Bailout memories hover as Citi plans ambitious client boost
Good to see that Citi plans to give HSBC and Standard Chartered a run for their money in consumer banking. The United States bank has set itself the ambitious target of doubling its client base from one million to two million over the next three to five years. HSBC has about four million clients.
Nevertheless, Hong Kong is Citi's most profitable operation outside the US. Of course, Citi is under some pressure to boost its performance in Asia given the appalling state of its domestic operations. But all this talk of ramping up its operations in Hong Kong just leaves us wandering whether the bank is hurtling towards its next bailout.
By some counts Citi has been rescued four times by the US government over the past few decades. HSBC has not been bailed out once.
Struggle for survival
We have been flicking through a report by Britain's Chartered Institute of Personnel and Development (CIPD) and Bridge, 'the CIPD-owned leaderships and organisation transformation specialists'.
The report claims that growth in many successful firms across the region is being 'turbo-charged by a new breed of insight-led human resources teams who have positioned themselves at the heart of business strategy, and are leapfrogging best practices among Western counterparts by adapting a uniquely Asian approach to HR 'next practice''. It continues for 39 pages in this faintly nauseous vein.
One of the components of this 'next-generation' approach is authenticity, which is apparently exemplified by Standard Chartered Bank and the humility of its top executives. 'So there is no arrogance, there was no cheering when many of our competitors were struggling.

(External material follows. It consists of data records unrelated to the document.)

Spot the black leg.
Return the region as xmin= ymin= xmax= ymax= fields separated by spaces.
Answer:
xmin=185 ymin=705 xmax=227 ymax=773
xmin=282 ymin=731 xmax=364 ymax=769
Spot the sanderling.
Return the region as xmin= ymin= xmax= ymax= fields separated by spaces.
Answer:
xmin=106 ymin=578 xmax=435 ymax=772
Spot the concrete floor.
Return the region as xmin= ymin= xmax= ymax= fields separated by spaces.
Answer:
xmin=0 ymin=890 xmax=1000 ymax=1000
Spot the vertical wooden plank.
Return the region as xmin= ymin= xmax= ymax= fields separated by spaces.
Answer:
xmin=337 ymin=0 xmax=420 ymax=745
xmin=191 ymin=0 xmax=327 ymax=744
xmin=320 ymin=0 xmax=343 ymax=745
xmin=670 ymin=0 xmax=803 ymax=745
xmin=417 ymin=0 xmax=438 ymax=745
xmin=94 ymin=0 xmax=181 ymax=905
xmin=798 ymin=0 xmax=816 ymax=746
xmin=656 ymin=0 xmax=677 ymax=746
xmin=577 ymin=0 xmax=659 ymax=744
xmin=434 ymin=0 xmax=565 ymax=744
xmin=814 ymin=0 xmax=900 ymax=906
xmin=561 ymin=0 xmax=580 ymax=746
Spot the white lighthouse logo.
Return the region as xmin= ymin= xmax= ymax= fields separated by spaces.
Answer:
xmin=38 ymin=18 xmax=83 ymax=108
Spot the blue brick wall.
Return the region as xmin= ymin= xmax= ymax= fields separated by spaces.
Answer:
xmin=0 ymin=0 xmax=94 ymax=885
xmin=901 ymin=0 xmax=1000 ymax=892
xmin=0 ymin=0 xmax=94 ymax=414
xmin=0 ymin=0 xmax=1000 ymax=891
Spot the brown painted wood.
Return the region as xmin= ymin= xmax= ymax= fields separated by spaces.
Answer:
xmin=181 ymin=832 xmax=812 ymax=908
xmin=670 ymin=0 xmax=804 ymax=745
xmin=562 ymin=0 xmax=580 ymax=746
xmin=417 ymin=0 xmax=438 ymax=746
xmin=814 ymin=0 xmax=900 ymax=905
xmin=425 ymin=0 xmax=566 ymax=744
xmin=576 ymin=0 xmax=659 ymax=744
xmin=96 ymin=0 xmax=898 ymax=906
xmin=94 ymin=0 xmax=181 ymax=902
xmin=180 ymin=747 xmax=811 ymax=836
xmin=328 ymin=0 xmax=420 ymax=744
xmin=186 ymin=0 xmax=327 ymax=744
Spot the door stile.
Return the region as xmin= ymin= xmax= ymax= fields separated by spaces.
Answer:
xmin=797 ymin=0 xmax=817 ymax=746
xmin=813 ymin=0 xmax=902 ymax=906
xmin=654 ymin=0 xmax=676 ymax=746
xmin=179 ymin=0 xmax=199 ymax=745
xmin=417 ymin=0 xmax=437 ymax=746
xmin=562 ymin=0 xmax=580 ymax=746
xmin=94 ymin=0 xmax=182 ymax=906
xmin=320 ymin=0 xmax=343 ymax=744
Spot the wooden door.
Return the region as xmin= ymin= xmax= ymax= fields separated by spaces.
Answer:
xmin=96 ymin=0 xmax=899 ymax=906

The initial reaction that most senior people had was to try and help governments.' It is true chief executive Peter Sands and Mervyn Davies helped devise the bank bailout programme for British banks, but those with longer memories will recall that in the late 1980s Standard Chartered was itself a basket case and was desperately casting around for white knights to save it.
Betting open soon on euro
Those of you bearish on the euro have a new vehicle for betting against it. As of next month, Worldspreads - the spread betting firm in London - is offering punters the opportunity to gamble on how long they think the euro will last. You can either bet it will last for under 710 days or that it will last for longer than 720 days. Worldspreads says the euro will have 'failed' when the first country announces it is withdrawing from the currency. How long before some bright spark opens a book on the life expectancy of the Hong Kong dollar?
Rising from the Ashes
England's initial dominance over Australia in the first two cricket tests has prompted some head scratching in various quarters. One of the more curious analyses has come from Merrill Lynch in Australia.
Its report pays no regard to the relative merits of the individuals involved. Instead it has found an uncanny correlation from plotting relative British and Australian unemployment against success in the Ashes series' over time.
Success in the Ashes is inversely proportional to relative unemployment. So when Australia's cricketers were caning the English sides, the British economy was doing better than Australia's. The wheel of fortune has since turned and with Britain's economy doing markedly worse than Australia's, resulting in higher unemployment, success in the Ashes series looms according to the theory.
Analyst Andrew Barrelle says that given the present state of unemployment in the two countries England should win the series either 2-0 or 3-1. An England win of 3-0 or 4-0, he says, would spell serious problems for Britain, with the unemployment rate rising by 1-2 per cent. A price worth paying some might think.
A socialist approach
It's good to see that Americans are serious about tackling their horrendous deficit. A Bloomberg poll has found that Americans want Congress to bring down a federal budget deficit that many, including the 'tea party', believe is 'dangerously out of control'. But they insist that any spending cuts should not affect them personally.
While they say they strongly support balancing the budget over the next 20 years, when offered a list of more than a dozen possible spending cuts or tax increases majorities opposed every one of them except imposing a bigger burden on the rich.
It sounds dangerously socialist to us.